Markus Lewe, Präsident des Deutschen Städtetages, gegenüber der Deutschen Presse-Agentur
Der Deutsche Städtetag appelliert an Bund und Länder, die finanzielle Ausstattung der Städte für die Aufnahme und Integration von Geflüchteten zu verbessern. Auch bei der Unterbringung geflüchteter Menschen brauchen die Städte deutlich mehr Unterstützung. Dazu sagte Markus Lewe, Präsident des Deutschen Städtetages und Oberbürgermeister der Stadt Münster, gegenüber der Deutschen Presse-Agentur:
“Die Debatte um die Bezahlkarte darf nicht den Blick verstellen auf die viel wichtigeren offenen Fragen zur Flüchtlingspolitik.
Wir mahnen weiter eine bessere Finanzausstattung der Kommunen an, um Geflüchtete aufnehmen und integrieren zu können. Gerade die Integration muss im Fokus bleiben und funktioniert längst noch nicht so, wie es nötig wäre.
Wir stellen uns den vielen Integrationsaufgaben vor Ort, doch allein können wir das finanziell nicht stemmen. Immerhin haben sich Bund und Länder inzwischen auf eine atmende Finanzierung geeinigt: Wenn mehr Geflüchtete kommen, steigen auch die Mittel des Bundes. Das ist ein Meilenstein, die Städte haben das lange gefordert. Aber klar ist: Die aktuelle Pro-Kopf-Pauschale von 7.500 Euro reicht nicht aus, um die Aufwendungen zu decken.
Insbesondere für die Integration der Flüchtlinge muss der Bund noch einmal nachlegen. Und die Länder müssen die Bundesmittel möglichst eins zu eins an die Kommunen weitergeben. Das ist nicht in allen Ländern der Fall. Außerdem sollte der Bund die Kosten der Unterkunft für Geflüchtete wieder vollständig übernehmen.
Das entlastet die Kommunen zielgenau und hat sich in der Vergangenheit bewährt. Es ist weiter schwierig, geflüchtete Menschen in den Kommunen angemessen unterzubringen. Aktuell geht die Zahl der Asylanträge zwar zurück, trotzdem erhöht jeder weitere Zuzug die Zahl der Geflüchteten, die in den Städten leben.
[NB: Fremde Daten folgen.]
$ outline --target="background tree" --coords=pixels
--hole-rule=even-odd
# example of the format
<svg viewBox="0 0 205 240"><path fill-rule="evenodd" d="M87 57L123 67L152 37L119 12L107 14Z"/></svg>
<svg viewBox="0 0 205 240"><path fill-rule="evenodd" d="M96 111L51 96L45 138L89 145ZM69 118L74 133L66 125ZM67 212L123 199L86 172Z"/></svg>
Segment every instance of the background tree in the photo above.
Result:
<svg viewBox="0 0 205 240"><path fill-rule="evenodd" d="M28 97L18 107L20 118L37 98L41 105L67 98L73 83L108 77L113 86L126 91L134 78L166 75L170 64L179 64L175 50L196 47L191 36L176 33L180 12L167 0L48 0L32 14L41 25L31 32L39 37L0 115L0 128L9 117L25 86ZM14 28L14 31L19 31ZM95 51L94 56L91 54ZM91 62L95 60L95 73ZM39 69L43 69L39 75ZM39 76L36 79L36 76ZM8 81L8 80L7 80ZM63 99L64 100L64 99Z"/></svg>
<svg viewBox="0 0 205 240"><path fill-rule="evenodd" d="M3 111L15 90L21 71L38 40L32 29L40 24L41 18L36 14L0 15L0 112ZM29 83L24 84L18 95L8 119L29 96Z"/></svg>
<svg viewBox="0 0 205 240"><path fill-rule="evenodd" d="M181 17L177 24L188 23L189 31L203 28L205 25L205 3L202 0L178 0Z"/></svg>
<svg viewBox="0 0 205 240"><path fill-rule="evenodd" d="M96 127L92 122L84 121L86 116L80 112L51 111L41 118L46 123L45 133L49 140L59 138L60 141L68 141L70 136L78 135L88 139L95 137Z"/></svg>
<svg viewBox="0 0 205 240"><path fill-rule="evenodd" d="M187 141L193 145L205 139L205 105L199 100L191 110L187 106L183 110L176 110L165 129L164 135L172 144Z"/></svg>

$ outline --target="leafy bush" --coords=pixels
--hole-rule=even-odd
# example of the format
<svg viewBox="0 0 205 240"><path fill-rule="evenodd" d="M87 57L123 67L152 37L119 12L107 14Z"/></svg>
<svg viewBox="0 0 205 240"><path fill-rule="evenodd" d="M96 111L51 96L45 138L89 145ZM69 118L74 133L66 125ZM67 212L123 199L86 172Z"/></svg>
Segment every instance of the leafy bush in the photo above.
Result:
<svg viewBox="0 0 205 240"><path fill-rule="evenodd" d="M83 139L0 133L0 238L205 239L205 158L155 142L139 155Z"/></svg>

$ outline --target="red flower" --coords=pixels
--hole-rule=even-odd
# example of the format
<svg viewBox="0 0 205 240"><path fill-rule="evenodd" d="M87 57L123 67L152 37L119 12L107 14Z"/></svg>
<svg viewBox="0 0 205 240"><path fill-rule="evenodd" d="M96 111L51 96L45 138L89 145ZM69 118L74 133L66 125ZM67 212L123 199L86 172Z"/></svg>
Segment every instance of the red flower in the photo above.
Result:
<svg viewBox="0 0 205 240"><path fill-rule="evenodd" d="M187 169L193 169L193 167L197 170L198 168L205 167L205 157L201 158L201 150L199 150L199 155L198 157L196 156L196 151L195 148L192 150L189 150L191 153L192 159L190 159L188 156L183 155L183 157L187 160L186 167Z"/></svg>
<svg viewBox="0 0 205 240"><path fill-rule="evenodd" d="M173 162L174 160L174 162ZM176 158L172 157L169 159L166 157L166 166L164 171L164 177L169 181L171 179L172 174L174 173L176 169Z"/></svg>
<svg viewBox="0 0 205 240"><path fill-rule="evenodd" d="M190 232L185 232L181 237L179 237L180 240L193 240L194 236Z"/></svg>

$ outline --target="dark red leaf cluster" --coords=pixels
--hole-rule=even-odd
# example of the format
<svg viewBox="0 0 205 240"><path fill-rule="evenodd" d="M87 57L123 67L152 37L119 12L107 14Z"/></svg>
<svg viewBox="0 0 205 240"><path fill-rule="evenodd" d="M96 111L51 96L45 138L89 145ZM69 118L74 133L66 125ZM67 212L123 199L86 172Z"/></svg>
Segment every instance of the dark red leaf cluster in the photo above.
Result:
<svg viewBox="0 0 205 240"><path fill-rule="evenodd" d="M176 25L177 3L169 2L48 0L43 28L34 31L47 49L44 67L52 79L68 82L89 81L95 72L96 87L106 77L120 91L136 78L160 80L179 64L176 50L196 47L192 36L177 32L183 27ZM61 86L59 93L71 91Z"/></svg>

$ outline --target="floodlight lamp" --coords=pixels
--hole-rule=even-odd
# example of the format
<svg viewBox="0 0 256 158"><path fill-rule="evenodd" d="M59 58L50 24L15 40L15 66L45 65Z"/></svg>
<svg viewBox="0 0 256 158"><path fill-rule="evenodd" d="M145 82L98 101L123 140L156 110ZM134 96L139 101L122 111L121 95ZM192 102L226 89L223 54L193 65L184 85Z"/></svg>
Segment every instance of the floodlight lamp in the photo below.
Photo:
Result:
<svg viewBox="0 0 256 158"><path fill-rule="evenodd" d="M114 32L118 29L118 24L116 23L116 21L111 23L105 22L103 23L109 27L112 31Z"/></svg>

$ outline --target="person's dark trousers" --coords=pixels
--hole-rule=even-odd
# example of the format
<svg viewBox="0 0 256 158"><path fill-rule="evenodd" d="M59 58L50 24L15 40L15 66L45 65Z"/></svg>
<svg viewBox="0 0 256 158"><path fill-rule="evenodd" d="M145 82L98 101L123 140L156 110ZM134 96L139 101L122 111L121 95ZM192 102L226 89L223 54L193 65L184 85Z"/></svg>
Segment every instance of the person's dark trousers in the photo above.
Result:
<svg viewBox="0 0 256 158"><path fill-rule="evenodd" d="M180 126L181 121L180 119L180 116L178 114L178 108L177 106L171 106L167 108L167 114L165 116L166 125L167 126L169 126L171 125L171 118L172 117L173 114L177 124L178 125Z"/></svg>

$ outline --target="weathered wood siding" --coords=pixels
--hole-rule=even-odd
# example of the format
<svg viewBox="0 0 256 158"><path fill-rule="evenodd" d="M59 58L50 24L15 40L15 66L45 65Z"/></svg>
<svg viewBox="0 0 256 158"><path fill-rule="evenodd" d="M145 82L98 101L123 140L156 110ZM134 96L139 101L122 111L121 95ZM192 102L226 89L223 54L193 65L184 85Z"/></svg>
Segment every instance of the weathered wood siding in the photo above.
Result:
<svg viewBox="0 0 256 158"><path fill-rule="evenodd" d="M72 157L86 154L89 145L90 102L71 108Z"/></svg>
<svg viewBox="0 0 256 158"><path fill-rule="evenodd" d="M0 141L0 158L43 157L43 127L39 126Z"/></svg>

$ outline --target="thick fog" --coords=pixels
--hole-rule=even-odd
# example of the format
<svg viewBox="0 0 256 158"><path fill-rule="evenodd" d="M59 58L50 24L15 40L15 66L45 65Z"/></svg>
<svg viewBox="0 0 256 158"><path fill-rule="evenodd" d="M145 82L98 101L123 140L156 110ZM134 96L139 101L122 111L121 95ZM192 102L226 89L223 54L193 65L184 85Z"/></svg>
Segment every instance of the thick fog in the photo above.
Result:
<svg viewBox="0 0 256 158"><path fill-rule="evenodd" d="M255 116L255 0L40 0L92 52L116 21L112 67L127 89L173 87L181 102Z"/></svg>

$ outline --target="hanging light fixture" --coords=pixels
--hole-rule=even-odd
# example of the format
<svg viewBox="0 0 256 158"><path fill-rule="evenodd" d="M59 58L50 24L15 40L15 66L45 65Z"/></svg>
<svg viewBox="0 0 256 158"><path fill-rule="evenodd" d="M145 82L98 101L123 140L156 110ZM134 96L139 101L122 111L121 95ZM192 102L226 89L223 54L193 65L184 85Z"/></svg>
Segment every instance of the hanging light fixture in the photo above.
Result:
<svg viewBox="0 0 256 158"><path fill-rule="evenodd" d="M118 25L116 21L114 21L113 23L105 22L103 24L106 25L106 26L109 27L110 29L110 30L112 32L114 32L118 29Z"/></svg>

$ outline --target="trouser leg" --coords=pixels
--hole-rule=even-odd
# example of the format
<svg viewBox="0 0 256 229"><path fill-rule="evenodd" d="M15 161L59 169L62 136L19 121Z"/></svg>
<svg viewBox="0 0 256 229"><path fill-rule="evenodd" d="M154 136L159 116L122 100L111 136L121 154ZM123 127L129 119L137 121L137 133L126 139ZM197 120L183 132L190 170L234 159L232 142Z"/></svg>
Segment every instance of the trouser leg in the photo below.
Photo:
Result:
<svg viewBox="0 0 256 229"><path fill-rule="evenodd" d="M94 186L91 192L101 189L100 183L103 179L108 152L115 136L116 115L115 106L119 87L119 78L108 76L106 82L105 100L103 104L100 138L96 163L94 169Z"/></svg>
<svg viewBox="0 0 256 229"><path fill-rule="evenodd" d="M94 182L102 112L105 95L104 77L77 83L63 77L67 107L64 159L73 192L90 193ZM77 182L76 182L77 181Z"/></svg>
Immer noch sind viele in Messehallen oder Zelten untergebracht, auch Familien mit Kindern. Das ist eine enorme Herausforderung, Bund und Länder müssen für Entlastung sorgen.
Die Länder müssen deutlich mehr Plätze in Landeseinrichtungen schaffen und auch der Bund muss eigene Unterbringungskapazitäten zur Erstaufnahme aufbauen.
Bei den Maßnahmen zur Integration der vielen geflüchteten Kinder und Jugendlichen sind wir dringend auf die Unterstützung der zuständigen Länder angewiesen. Es mangelt an Schul- und Kitaplätzen, Sprachkursen und vor allem Personal.
Damit die Rückführung von ausreisepflichtigen Asylsuchenden ohne Bleibeperspektive schneller klappt, brauchen wir vor allem mehr Migrations- und Rücknahmeabkommen mit den Herkunftsländern.
Das hatte der Bund zugesagt. Die Ergebnisse sind aber bisher ernüchternd. Kaum ein Herkunftsland, mit dem verhandelt wurde, hat sich bisher verbindlich zur Rücknahme abgelehnter Asylbewerber verpflichtet. Ausnahmen sind Länder wie Georgien oder Moldau, die bereits als sichere Herkunftsländer eingestuft sind.
Die aktuelle Debatte um eine Arbeitspflicht für Asylbewerber sollte versachlicht werden. Bereits heute schon können Asylbewerber zu gemeinnütziger Arbeit verpflichtet werden. Viel wichtiger ist es, die Voraussetzungen dafür zu schaffen, dass Asylbewerber regulär arbeiten dürfen und können. Es ist gut, dass Bund und Länder im vergangenen Jahr verabredet hatten, rechtliche Hürden für die Arbeitsaufnahme von Geflüchteten zu senken.
Uns ist wichtig, dass Asylbewerber, die den Städten zugewiesen werden, sofort arbeiten dürfen – unabhängig von ihrem Aufenthaltsstatus. Das ist heute noch nicht der Fall.
Tatsächlich entlastet werden die Städte nämlich dann, wenn Geflüchtete eine sozialversicherungspflichtige Beschäftigung aufnehmen. Das sorgt auch für bessere Integration.” Lewe weiter:
“Dafür muss der Bund die Arbeitsagenturen und die Jobcenter gut ausstatten, damit sie Geflüchtete beraten, qualifizieren und in Arbeit vermitteln können. Außerdem müssen Qualifikationen aus dem Heimatland einfacher anerkannt werden.”